Most species are medium and large fish, up to a meter long, however, there are also dwarfs (about 10 cm 100 grams) and giants (up to 3 meters, and according to some sources up to 6 m, and weighing more than 450 kg).

The giant grouper Epinephelus lanceolatus, 270 cm long and weighing 400 kg, lives in the tropical waters of the Indian and Pacific Oceans. In the Western Pacific, the grouper Epinephelus itajara is found, 250 cm long and weighing 455 kg.

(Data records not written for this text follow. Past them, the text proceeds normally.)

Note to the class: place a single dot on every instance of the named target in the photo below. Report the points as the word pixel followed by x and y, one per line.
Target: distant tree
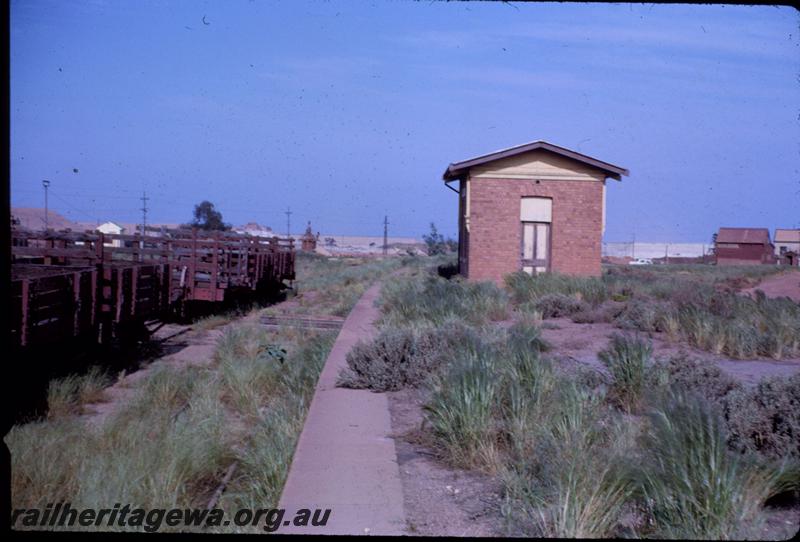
pixel 206 217
pixel 437 244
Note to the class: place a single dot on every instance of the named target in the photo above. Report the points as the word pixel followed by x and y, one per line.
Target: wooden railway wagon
pixel 69 284
pixel 52 303
pixel 205 267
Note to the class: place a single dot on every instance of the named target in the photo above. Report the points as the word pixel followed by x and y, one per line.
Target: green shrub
pixel 766 418
pixel 642 314
pixel 693 486
pixel 628 360
pixel 459 412
pixel 434 299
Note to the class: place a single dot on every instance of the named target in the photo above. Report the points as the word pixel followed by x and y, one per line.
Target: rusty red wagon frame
pixel 68 284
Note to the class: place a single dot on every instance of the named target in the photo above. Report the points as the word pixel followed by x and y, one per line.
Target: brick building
pixel 535 207
pixel 743 246
pixel 787 246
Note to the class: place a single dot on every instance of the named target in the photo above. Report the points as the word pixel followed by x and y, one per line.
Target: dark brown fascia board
pixel 458 170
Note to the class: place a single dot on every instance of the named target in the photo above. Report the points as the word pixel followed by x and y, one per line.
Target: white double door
pixel 535 247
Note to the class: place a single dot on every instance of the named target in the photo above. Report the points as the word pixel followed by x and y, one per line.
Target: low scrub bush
pixel 628 359
pixel 528 288
pixel 693 486
pixel 703 378
pixel 434 299
pixel 642 314
pixel 557 305
pixel 765 419
pixel 606 312
pixel 67 395
pixel 571 482
pixel 396 358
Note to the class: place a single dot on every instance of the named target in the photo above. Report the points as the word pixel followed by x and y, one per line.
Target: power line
pixel 144 199
pixel 288 221
pixel 45 184
pixel 385 235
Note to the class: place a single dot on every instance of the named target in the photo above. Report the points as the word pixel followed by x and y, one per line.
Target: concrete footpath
pixel 345 459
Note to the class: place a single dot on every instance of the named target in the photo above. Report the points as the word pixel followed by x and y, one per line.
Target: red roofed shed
pixel 744 246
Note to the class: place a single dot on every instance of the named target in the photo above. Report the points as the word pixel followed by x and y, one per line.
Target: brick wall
pixel 496 232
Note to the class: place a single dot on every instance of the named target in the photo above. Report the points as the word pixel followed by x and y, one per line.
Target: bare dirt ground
pixel 438 500
pixel 783 285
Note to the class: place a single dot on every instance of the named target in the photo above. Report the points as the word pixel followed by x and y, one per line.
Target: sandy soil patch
pixel 579 343
pixel 438 500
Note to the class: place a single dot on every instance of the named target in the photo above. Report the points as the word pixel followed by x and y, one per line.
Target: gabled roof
pixel 743 235
pixel 787 236
pixel 458 170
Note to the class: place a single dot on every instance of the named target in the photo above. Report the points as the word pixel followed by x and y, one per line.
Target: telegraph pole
pixel 144 199
pixel 385 235
pixel 288 222
pixel 46 184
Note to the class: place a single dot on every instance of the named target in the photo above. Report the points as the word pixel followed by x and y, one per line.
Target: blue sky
pixel 346 111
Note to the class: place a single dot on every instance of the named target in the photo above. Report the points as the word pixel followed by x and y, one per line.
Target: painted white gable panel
pixel 538 164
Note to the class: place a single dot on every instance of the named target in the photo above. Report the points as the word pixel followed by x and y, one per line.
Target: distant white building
pixel 255 229
pixel 111 228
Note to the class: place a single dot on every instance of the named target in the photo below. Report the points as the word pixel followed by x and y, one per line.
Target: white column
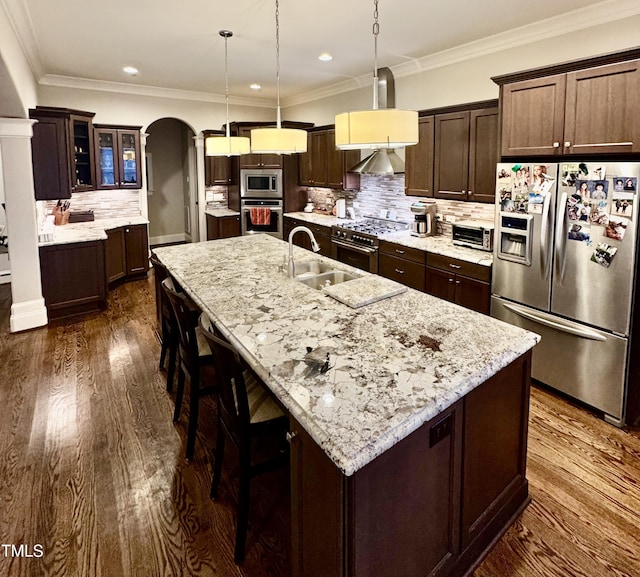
pixel 202 199
pixel 27 309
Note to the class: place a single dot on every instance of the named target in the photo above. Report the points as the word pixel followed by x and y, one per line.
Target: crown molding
pixel 143 90
pixel 20 21
pixel 582 18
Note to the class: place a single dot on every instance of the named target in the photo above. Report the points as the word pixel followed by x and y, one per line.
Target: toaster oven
pixel 474 234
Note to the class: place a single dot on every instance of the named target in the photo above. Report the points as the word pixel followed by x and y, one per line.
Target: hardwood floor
pixel 92 469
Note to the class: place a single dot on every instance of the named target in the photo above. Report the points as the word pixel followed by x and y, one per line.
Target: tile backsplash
pixel 387 192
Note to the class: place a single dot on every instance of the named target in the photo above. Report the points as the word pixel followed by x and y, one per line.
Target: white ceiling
pixel 176 45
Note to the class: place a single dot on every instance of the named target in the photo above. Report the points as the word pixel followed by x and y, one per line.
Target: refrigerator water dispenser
pixel 515 237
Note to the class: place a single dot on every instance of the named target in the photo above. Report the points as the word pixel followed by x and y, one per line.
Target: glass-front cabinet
pixel 117 157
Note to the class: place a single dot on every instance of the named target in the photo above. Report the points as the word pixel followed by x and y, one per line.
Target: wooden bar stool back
pixel 246 411
pixel 195 360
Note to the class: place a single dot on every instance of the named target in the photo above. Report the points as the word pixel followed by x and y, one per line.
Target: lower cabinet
pixel 321 233
pixel 426 506
pixel 127 252
pixel 222 226
pixel 464 283
pixel 402 264
pixel 73 278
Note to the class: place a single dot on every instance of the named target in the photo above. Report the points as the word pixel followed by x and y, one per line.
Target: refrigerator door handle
pixel 544 233
pixel 561 236
pixel 555 323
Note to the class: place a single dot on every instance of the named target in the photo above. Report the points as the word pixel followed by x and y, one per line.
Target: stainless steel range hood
pixel 383 160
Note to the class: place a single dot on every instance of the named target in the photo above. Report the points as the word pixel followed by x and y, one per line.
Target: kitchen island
pixel 408 416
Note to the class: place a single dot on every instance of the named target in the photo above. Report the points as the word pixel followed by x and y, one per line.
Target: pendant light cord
pixel 376 31
pixel 279 123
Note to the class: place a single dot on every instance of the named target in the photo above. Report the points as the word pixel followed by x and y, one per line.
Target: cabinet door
pixel 533 116
pixel 483 154
pixel 81 154
pixel 50 158
pixel 136 246
pixel 129 158
pixel 601 110
pixel 116 255
pixel 418 172
pixel 406 272
pixel 472 294
pixel 229 226
pixel 440 284
pixel 319 160
pixel 451 170
pixel 107 166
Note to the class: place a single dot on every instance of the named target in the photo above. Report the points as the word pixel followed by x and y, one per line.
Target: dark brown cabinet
pixel 585 111
pixel 465 154
pixel 62 152
pixel 117 153
pixel 447 509
pixel 321 233
pixel 325 166
pixel 73 278
pixel 403 264
pixel 127 252
pixel 222 226
pixel 418 174
pixel 461 282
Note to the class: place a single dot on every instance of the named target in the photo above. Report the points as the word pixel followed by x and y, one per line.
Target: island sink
pixel 320 281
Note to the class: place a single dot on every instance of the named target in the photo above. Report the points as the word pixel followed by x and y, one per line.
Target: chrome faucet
pixel 314 245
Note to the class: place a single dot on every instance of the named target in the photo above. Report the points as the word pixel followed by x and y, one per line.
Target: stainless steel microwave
pixel 473 234
pixel 261 183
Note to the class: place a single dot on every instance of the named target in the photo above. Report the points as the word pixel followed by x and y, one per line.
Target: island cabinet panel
pixel 73 278
pixel 418 173
pixel 430 505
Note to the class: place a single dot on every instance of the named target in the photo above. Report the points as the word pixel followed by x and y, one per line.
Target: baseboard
pixel 28 315
pixel 167 239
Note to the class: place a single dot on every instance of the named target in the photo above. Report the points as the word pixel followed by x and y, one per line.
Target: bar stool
pixel 196 361
pixel 246 411
pixel 168 323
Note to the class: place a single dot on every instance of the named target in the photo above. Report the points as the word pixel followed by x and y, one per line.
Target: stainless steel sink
pixel 310 267
pixel 329 278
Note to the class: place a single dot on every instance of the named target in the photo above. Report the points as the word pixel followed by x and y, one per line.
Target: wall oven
pixel 261 215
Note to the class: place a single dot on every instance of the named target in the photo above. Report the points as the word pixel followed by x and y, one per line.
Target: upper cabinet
pixel 585 110
pixel 325 166
pixel 117 152
pixel 62 152
pixel 418 173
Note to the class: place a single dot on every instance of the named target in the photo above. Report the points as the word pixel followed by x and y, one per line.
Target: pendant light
pixel 278 140
pixel 377 128
pixel 226 145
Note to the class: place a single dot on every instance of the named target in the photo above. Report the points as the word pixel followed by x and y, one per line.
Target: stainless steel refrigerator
pixel 564 267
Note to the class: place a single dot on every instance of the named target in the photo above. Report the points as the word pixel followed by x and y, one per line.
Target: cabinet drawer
pixel 457 266
pixel 397 250
pixel 406 272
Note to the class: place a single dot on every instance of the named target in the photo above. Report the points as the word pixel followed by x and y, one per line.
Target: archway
pixel 171 182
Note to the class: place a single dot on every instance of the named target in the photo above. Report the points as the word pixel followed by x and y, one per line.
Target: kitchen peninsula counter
pixel 411 379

There is evidence that groupers grew so large that they could swallow a swimmer or even a diver. Arthur Clark wrote that while diving off the coast of Sri Lanka, he found himself side by side with a grouper 6.1 m long and 1.2 m thick, which lived in a sunken floating dock. But in order to swallow a diver, a grouper will need a throat that can expand up to 0.61 sq.m. Growing up to such large dimensions and having a militant disposition, this fish is not at all "harmless". They are fiercely protective of their territory, and can cause serious injury to those who, in the opinion of the fish, have invaded it.

All representatives of this family are real predators. Serranovye early switch to a predatory lifestyle; young fish 2-3 cm long feed mainly on juvenile fish, while cases of cannibalism are often observed, which is also observed in adults. Usually groupers do not chase their prey in open space, but lie in wait for it in ambush. These are massive fish and their structure does not allow them to swim quickly over long distances. Groupers have a large head and a very wide mouth. Its upper lip is attached to its head with ligaments and skin folds, and when the fish lowers its lower jaw, the mouth takes the form of a tube for sucking prey. They do not have very many teeth, but there are strong crushing plates located inside the pharynx. When a suitable prey appears, the grouper opens its mouth and sucks it in from a distance, along with water, sometimes accompanying this movement with a sharp throw. They feed on small sharks, fish, lobsters, rays, young sea turtles, etc. Groupers also use their mouths to burrow into the ground for shelters under large rocks, while shooting a jet through their gills. The muscles of their gills are so strong that it is almost impossible to get the fish out of its cave when, feeling attacked, it expands its gills, thus blocking itself in the cave.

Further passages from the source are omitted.